38 years of Virgin Atlantic
Thirty-eight years ago, on June 22, 1984, Virgin Atlantic’s maiden flight, VS1, departed from London Gatwick for Newark, New York. The premier aircraft in the Virgin (VAH) fleet was a leased Boeing 747-200 aptly registered G-VIRG and christened ‘Maiden Voyager’.
Among the 250 passengers on board were celebrities, pop stars and Richard Branson himself - wearing a captain’s uniform. The maiden flight is said to have been a seven-hour party at 35,000 ft over the Atlantic, with Branson only realizing on the ground in New York that he had forgotten his passport.

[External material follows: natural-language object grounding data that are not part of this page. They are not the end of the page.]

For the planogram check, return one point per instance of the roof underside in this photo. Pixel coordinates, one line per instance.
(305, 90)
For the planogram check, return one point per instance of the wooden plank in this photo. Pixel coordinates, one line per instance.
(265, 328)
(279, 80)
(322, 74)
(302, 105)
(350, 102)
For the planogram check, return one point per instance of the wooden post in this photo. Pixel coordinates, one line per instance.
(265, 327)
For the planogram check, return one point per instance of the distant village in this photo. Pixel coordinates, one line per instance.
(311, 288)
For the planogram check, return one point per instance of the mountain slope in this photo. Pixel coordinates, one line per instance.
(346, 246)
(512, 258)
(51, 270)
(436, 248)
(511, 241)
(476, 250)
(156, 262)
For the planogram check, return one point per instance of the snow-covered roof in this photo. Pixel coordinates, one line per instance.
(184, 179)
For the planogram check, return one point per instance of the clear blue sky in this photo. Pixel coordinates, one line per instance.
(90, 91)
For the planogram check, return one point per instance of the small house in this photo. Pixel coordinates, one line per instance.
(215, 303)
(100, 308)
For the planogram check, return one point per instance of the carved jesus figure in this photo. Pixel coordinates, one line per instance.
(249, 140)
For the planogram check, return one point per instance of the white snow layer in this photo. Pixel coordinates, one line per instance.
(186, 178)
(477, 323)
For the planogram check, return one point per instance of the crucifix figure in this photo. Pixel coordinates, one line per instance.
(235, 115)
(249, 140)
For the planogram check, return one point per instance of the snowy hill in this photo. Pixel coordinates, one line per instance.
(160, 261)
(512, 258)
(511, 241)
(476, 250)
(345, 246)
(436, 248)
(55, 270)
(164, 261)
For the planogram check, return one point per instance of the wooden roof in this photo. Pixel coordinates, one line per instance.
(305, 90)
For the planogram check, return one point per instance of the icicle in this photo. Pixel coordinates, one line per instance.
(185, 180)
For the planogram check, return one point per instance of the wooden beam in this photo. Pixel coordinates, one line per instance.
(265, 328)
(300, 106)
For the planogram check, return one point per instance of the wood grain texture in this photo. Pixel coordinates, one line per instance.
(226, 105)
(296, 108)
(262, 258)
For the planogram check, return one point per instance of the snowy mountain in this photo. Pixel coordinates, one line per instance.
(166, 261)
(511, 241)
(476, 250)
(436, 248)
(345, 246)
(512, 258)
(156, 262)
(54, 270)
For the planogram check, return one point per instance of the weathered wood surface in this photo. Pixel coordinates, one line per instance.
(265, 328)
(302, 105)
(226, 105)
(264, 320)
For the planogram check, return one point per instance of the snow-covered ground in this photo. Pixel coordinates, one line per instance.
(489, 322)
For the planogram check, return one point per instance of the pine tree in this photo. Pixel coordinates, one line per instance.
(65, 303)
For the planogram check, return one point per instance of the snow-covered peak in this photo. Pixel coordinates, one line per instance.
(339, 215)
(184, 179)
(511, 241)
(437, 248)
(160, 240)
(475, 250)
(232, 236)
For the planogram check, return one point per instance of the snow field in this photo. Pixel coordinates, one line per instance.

And what was the goal of this multi-million-pound start-up adventure? According to the company’s founding motto, it was to make flying fun again. Over its 38 years, Virgin Atlantic has established itself as one Britain’s most well-known brands, synonymous with fun, soul and that famous red flair.
The airline quickly made its mark, sweeping industry awards and, by the end of the decade, it had acquired several additional aircraft and launched routes to JFK, Miami and Tokyo.
From its inception, Virgin Atlantic has drawn upon its owner’s experience in the music industry - the brand is innovative and refuses to accept the status quo, and it gained the world’s attention in an industry which, at the time, was still dominated by legacy carriers.
The Spice Girls at LAX posing next to Virgin Atlantic 747 Spice One in 2007. Image by Featureflash Photo Agency, Shutterstock.com
Determined to deliver a superior passenger experience, the airline was the first to offer an in-flight bar (a new space for upper class travelers to socialize) and it was the first airline to provide individual entertainment screens for all passengers.
In addition, over the years the uniforms for Virgin Atlantic have been created by iconic British designers, including Arabella Pollen, David and Elizabeth Emanuel - known for designing Princess Diana’s wedding dress -, John Rocha and, most recently, Vivienne Westwood.
For more than 30 years, the airline’s livery has included ‘The Flying Lady’, which in 2019 was restyled ‘Flying Icons’, featuring men and women who represent modern Britain and the four continents which Virgin (VAH) flies to.
More recently, along with the new ‘See the world differently’ campaign, Virgin (VAH) once again broke away from the industry norm, becoming the first British airline to allow cabin crew to have visible tattoos. The move followed the decision in 2019 to allow female cabin crew the option of not wearing make-up as well as introducing trousers as a uniform option.
Depart the everyday
In 1999, Branson signed an agreement to sell a minority stake to Singapore Airlines (SIA1) (SINGY) (SIA). The partnership lasted until 2012 when Delta agreed to purchase the 49% stake from SIA. Over the years, Virgin Atlantic has experienced a mixed financial performance.
Sir Richard Branson, founder of the Virgin Group in 2012. Image by Sergei Bachlakov, Shutterstock.com
Back in 2012, Virgin (VAH) attempted a short haul domestic operation with its ‘Little Red’ fleet comprising four A320s leased from Aer Lingus. The aim was to compete with BA by connecting Heathrow to Manchester, Edinburgh, and Aberdeen. But the operation was short-lived and was discontinued in 2015 due to low passenger numbers.
Today, the airline flies to destinations across Asia, North America, the Caribbean and Africa through its two permanent bases at Manchester and Heathrow. The base at Gatwick was closed during Virgin’s (VAH) fight for survival and subsequent consolidation in the pandemic.
Previously, the airline operated the Boeing 747, Airbus A340 and A320 aircraft. Along with the Airbus A340s, the 747 workhorse was retired early in March 2020 due to the Covid-19 pandemic.
Today, Virgin (VAH) operates a modern fleet of 36 aircraft, with a further 19 on order. The fleet is now one of the youngest long-haul fleets in the sky with an average age of seven years.
The fleet includes the Airbus A330-300 (10) along with next generation aircraft Boeing 787-9 (17), A350-1000 (nine) plus five on order and the A330-900 (14) due for delivery from autumn 2022.
Virgin Atlantic Boeing 787 in Hong Kong. Image by heychli, Shutterstock.com
Taking on the world
In recent years, Virgin (VAH) has made serious commitments to its future. Along with investing in new upper class and economy cabin products, the airline will rely on its next-generation fuel-efficient aircraft to help propel its balance sheets back into the black.
On May 25, 2022, the airline celebrated its first new US route since 2017 with the opening of London to Austin, Texas using its Boeing 787-9 aircraft.
As Virgin Atlantic approaches four decades of flying, the business hopes to return to profitability. We’ll be watching.